Setup the environment

Using conda in Linux

Clone the repository:

git clone https://github.com/mehta-lab/dynacontrast.git

Go the repository directory, switch he branch if running branch other than master:

cd dynacontrast
git checkout <branch you'd like to run>

Create a conda environment from the yaml file and activate it:

conda env create --file=conda_environment.yml
conda activate dynacontrast

Add the repository to python path:

export PYTHONPATH=$PYTHONPATH:$(pwd)

Using Docker on IBM Power PC

Docker image for running dynacontrast has been built on hulk (dynacontrast:<version number>). Check the newest version by doing:

docker image ls dynacontrast

To start an interactive container from the image:

docker run -it -m 128G --name [name of your container] -v [folder on the host]:[folder inside docker] -p [port on the host]:[port inside docker] --env ACTIVATE=tensorflow --env LICENCE=yes dynacontrast:<version number> bash

Setting up conda env on HPC (A30 & A100 GPUs)

Create a conda environment from the yaml file and activate it:

conda env create -p /hpc/mydata/$USER/envs/dynacontrast python=3.7 # Needed for dependencies to work.
conda activate /hpc/mydata/$USER/envs/dynacontrast
conda install dask matplotlib numpy natsort opencv pandas PyYAML scikit-image scikit-learn scipy tqdm zarr black

Install required packages using pip

pip install torch==1.7.1+cu110 torchvision==0.8.2+cu110 torchaudio==0.7.2 -f https://download.pytorch.org/whl/torch_stable.html
pip install tensorboard==1.15.0
pip install protobuf==3.20.1  #downgrade protobuf is required to work
pip install umap-learn

Usage

You can find the example config file in examples directory.

Proprocessing

To preprocess the images to extract single cell patches from nucleus instance segmentation maps:

python run_preprocess.py --config <path-to-your-config-yaml>

This will output single cell patches as a single zarr file “cell_patches_all.zarr” if no split is specified in the config. If split is specified, the patches will be split into training and validation sets “cell_patches_train.zarr” and “cell_patches_val.zarr” for model training. See preprocess section in "examples/config_example.yml" for complete parameters for preprocessing.

Preprocess CLI also outputs single cell patch metadata in .csv format (“patch_meta_all.csv”). The metadata contains patch information such as cell ID, cell position, cell size, position, slice, time. Additional metadata of the experiment (e.g. condition for each well in a multi-well plate) can be provided in the input folder as “metadata.csv” on imaging position level with each position having a unique position ID. This additional metadata will be merged with dynacontrast’s patch metadata.

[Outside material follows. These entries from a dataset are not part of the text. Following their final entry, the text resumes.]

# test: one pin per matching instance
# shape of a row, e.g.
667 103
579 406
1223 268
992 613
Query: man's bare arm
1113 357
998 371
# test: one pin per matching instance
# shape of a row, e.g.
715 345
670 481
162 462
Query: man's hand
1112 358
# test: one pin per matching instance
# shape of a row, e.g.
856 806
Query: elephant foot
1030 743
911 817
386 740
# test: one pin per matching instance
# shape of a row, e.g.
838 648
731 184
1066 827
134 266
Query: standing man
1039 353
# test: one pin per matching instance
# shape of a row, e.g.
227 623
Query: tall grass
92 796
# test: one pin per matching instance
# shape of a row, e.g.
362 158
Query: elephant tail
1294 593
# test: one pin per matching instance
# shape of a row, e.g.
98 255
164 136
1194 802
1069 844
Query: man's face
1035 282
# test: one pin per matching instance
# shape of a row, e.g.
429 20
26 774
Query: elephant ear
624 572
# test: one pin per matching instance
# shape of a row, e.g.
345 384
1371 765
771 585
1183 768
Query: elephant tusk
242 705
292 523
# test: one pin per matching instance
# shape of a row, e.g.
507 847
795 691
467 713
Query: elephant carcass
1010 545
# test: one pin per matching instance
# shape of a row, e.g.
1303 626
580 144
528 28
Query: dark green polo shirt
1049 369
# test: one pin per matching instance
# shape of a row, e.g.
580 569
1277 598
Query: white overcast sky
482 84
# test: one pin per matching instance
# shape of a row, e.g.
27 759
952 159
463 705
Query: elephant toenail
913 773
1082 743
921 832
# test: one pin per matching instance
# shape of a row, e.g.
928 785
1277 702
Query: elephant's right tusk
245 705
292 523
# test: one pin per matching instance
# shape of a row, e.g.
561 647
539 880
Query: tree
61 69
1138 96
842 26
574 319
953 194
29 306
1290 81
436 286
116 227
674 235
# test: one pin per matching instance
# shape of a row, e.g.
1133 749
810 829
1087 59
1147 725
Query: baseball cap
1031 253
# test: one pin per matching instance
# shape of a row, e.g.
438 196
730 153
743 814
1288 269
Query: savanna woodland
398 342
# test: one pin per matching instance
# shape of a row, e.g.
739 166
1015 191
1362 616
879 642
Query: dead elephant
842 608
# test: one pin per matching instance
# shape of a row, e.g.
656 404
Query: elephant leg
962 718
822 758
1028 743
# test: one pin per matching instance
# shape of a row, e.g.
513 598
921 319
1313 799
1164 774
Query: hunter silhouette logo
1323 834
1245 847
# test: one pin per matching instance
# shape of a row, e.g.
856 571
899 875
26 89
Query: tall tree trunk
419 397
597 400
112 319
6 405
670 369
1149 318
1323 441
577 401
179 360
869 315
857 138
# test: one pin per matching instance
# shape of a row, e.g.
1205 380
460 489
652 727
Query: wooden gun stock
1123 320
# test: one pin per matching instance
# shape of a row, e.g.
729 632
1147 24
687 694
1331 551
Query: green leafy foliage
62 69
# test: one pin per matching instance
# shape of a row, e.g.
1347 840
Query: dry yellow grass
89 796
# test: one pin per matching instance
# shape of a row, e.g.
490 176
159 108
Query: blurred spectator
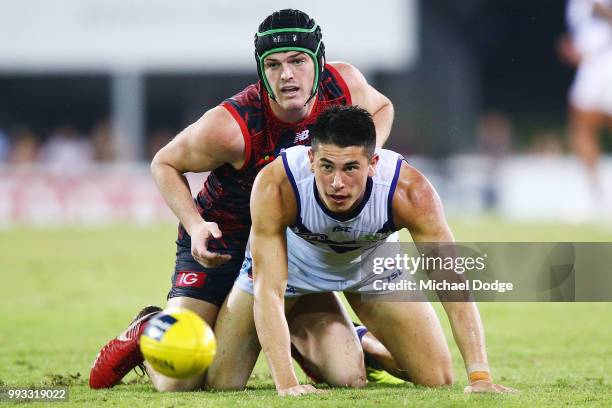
102 140
4 146
495 142
66 150
547 143
25 147
159 139
494 134
590 97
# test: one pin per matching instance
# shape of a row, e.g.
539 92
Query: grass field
67 291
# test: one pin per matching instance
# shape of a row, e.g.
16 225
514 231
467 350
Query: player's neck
291 116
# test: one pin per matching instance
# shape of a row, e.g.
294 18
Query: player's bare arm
417 207
213 140
366 96
273 208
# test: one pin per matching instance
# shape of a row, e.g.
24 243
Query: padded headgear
289 30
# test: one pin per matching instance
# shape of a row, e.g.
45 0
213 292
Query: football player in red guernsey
234 141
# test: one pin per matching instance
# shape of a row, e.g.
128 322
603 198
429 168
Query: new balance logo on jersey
340 228
301 136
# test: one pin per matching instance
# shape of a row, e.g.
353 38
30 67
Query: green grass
67 291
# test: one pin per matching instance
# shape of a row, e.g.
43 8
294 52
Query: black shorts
193 280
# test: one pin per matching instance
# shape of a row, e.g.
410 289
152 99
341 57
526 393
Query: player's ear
372 165
311 157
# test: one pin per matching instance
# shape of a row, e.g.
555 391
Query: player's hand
298 390
200 235
488 387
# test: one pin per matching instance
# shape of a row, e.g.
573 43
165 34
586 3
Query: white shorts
359 278
592 87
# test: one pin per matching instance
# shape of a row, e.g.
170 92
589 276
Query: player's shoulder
218 126
272 177
414 195
273 194
249 96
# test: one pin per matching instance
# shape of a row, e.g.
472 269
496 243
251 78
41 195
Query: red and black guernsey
225 195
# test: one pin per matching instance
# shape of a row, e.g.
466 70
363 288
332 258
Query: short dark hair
345 126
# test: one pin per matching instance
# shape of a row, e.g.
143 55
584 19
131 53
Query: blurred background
91 89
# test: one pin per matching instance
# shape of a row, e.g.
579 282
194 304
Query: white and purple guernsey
326 250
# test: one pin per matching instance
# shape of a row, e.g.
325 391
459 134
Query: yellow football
178 343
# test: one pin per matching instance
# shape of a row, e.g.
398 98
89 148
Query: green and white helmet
289 30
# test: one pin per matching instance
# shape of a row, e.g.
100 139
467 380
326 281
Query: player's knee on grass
343 379
167 384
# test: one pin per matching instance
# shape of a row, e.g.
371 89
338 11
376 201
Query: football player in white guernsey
296 251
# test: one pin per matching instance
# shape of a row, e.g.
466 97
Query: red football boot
121 354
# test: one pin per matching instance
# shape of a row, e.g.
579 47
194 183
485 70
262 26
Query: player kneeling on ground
317 212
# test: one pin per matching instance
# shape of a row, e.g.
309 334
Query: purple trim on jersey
398 167
351 214
294 187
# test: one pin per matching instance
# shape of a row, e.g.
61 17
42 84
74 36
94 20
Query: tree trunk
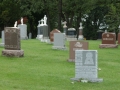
59 14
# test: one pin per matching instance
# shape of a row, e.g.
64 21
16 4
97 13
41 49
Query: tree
9 12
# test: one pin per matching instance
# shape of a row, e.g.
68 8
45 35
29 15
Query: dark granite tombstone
76 45
44 29
99 34
12 42
52 34
71 32
118 38
108 40
12 38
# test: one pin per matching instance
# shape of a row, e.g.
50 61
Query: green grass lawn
43 68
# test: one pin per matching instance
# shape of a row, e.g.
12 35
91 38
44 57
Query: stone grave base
88 80
59 47
24 38
39 37
2 44
71 60
71 39
80 37
13 53
108 46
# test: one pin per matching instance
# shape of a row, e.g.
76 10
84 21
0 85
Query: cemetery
63 48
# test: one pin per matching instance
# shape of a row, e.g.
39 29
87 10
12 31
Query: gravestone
118 38
44 29
71 34
40 32
30 35
99 34
108 40
65 28
12 42
80 37
86 66
59 41
23 31
52 34
76 45
3 39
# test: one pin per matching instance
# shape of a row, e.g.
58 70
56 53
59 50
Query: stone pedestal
3 39
30 35
59 41
13 53
76 45
86 66
108 46
118 38
52 34
23 31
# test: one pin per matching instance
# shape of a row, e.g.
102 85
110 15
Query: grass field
43 68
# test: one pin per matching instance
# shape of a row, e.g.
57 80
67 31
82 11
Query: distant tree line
94 14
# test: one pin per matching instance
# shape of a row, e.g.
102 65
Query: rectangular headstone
44 29
3 40
118 38
59 41
86 65
76 45
23 31
12 38
108 38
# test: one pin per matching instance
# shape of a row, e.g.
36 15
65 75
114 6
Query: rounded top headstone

(Optional) The preprocessing module processes each 2D image separately, so for z-stack or time-lapse where a cell can span multiple z-slices or frames, multiple patches can be generated from a single cell. To link these patches to the same cell, you can add track_dim parameter with value 'time' or 'slice' in the config to link patches in time or z dimension.

Data pooling (optional)

Often times training data needs to combine multiple datasets to improve the model performance. Data pooling CLI provides a simple interface to combine “cell_patches_all.zarr” files and "patch_meta_all.csv" from different experiments into one by supplying in the config the directories of datasets to pool and the destination directory.

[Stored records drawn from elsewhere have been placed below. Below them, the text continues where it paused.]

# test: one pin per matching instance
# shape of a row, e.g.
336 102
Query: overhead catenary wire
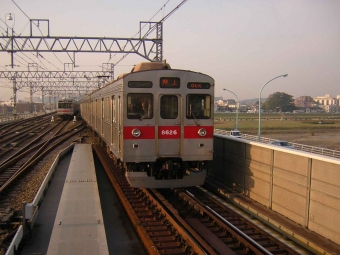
154 26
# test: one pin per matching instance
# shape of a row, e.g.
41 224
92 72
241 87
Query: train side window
139 106
169 107
198 106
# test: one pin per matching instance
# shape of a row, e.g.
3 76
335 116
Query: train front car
167 128
67 108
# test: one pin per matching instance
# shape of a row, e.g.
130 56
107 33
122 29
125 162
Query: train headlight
202 132
136 132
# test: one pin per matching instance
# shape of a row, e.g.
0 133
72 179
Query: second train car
157 123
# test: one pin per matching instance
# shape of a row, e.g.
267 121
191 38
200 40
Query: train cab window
198 106
169 107
139 106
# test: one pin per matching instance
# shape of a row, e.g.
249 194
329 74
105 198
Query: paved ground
322 138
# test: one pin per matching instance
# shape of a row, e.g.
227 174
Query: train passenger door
169 126
119 125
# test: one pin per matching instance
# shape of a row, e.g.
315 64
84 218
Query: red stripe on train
191 132
146 132
168 132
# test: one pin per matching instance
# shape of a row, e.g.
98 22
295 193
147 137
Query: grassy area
276 122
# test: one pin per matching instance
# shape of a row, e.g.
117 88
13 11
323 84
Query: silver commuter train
67 108
157 123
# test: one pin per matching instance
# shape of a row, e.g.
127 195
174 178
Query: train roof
150 66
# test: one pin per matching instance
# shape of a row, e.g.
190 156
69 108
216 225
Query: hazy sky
242 44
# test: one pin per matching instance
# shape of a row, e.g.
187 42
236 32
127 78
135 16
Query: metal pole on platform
259 130
237 106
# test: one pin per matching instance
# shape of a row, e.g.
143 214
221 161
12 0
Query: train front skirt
142 180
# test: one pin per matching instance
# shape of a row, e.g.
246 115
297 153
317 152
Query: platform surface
79 225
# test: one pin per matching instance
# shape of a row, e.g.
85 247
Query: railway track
171 221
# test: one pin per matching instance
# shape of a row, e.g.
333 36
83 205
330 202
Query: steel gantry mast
149 46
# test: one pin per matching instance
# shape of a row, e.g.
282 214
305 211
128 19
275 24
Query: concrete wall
302 186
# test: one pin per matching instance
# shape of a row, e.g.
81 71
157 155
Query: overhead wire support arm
55 74
75 44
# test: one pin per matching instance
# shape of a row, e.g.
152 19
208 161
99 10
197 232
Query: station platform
75 219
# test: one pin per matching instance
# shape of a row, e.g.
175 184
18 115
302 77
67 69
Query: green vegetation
248 122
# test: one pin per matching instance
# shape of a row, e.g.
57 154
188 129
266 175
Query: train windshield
169 107
63 105
198 106
139 106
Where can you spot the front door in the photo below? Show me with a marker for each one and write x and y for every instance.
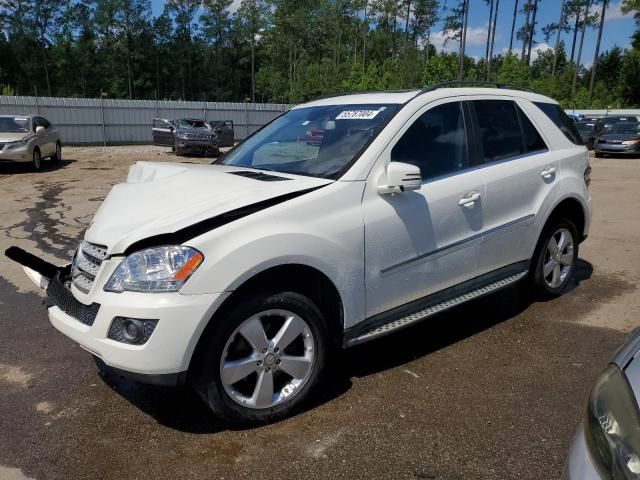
(420, 242)
(163, 132)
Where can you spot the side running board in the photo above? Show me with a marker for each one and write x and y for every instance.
(395, 324)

python run_data_pooling.py --config <path-to-your-config-yaml>

Split parameters can be added to the config in the same way as preprocess config to split the pooled dataset into training and validation sets.

Training

Train a model to learn single cell representation of the patches:

python run_training.py --config <path-to-your-config-yaml>

This will save the model weights as pytorch checkpoint file “model.pt” in “weights_dir” under “model_name” specified in training config. The module also writes tensorboard log file in the same directory that can be visualized using tensorboard.

Encoding (inference)

Encode image patches into the vectors using the trained model:

python run_encoding.py --config <path-to-your-config-yaml>

This will output the patch embeddings as <split>_embeddings.npy, depending on which split is specified in the config.

For example, to run encoding using the example config:

python run_encoding.py --config examples/config_example.yml

• The module requires “cell_patches__.zarr” in the “raw_dirs” and model weights in “weights_dirs”. • The module outputs the patch embeddings as <split>_embeddings.npy under raw_dir/model_name • Encoding CLI supports batch processing. Multiple inputs & models can be specified and encoding will run on each input & model combination. If “raw_dirs” has m inputs and “weights_dirs” has n inputs, then total m x n embedding files will be generated.

Dimensionality reduction

To reduce the dimension of embeddings for visualization or downstream analysis:

python run_dim_reduction.py --config <path-to-your-config-yaml>

• The module requires patch embeddings <split>_embeddings.npy under raw_dir/model_name to run. • The module outputs reduced embeddings as umap_<parameters>.npy under raw_dir/model_name. • The CLI supports batch processing. Multiple inputs & models can be specified, and dimensionality reduction will run on each input & model combination.